Gracias al tam-tam de las redes se ha expandido la queja de una donostiarra, quien salió de noche el sábado y se encontró el Boulevard vacío, la Parte Vieja vacía, ni el tato recién pasadas las doce. Daba, dice, verdadera pena no encontrar absolutamente nada de nada de ambiente. El lamento ha abierto un interesante debate donde el personal achaca el muermo al fútbol, el precio de los tragos, la llegada del otoño o la inseguridad. Algún localista niega el sepelio y, vamos, que como en Donostia de fiesta en ningún sitio. No sé yo…
Lo que sí sé es que en ninguna ciudad ni pueblo cercano la noche se asemeja a la antaño.

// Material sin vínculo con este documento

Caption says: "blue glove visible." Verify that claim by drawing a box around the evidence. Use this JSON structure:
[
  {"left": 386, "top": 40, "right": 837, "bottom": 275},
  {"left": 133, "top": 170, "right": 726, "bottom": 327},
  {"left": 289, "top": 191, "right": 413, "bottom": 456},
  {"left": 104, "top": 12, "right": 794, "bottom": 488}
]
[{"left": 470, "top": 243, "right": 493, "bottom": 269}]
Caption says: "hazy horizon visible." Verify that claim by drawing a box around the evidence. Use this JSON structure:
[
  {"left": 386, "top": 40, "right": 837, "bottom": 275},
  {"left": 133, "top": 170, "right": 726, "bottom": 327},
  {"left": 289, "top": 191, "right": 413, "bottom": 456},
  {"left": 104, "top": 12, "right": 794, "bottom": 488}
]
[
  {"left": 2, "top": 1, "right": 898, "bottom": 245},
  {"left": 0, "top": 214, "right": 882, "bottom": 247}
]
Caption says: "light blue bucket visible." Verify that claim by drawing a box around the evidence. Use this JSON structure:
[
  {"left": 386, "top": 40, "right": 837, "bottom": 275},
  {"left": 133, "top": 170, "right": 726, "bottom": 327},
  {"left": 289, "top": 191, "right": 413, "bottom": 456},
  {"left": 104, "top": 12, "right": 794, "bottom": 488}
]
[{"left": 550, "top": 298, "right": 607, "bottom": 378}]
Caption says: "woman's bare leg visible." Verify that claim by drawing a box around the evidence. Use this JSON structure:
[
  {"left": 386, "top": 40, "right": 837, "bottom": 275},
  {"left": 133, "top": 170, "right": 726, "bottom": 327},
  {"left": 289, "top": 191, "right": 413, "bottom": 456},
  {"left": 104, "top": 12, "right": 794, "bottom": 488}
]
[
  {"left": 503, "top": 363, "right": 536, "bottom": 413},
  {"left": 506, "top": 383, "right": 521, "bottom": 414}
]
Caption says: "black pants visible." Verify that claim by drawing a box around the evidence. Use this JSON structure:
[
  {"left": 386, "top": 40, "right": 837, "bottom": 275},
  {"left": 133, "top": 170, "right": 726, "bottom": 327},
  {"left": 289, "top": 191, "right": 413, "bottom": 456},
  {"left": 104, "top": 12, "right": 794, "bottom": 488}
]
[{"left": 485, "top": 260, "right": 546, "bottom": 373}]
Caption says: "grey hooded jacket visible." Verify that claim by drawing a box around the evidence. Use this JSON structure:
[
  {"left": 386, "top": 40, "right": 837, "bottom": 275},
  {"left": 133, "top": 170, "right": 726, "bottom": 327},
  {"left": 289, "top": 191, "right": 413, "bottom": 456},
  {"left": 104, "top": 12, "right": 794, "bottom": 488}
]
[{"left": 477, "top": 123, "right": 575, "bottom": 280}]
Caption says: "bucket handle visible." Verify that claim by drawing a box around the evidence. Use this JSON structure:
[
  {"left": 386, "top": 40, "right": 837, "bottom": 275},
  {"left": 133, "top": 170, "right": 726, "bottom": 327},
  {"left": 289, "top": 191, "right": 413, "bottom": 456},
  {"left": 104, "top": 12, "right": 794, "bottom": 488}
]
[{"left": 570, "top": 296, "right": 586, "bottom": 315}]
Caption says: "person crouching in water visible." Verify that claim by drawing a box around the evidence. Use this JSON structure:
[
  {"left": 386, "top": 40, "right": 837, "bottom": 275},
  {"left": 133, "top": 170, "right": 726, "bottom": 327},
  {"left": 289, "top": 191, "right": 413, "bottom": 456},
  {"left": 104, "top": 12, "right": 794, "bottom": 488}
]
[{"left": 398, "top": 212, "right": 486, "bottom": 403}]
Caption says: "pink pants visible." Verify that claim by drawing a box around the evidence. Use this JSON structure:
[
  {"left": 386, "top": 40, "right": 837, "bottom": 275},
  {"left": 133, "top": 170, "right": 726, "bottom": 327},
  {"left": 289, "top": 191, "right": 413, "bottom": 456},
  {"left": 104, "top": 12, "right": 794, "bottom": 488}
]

De hecho, tras inventar los términos mañaneo y tardeo, porque esas realidades existen, a nadie se le ha ocurrido el palabro nocheo, y hasta Word me lo corrige. A mí, pues, no me sorprende la descripción del desierto, que ya me lo conozco, sino el remate agónico de la mujer: “Por favor pongan una solución urgente”. Falta una coma, pero no sobra una letra.
Para empezar, llama la atención tanta premura, como si temiéramos que la noche se despida de uno antes de que uno deba despedirse de la noche, o sea la edad. Para seguir, me pregunto si se trata de un problema colectivo que requiere de un remedio político, o de una melancolía generacional –la mía también–, la simple extinción de un memorable ayer tabernero. Y, para terminar, explica mucho esta época esa postrera petición, casi exigencia, de que alguien, se supone que las instituciones, arregle el chandrío. Como si el mando público teledirigiera los hábitos privados. Como si no dependiera más de nosotros, los noctámbulos, promover el nocheo. Aquí me ofrezco.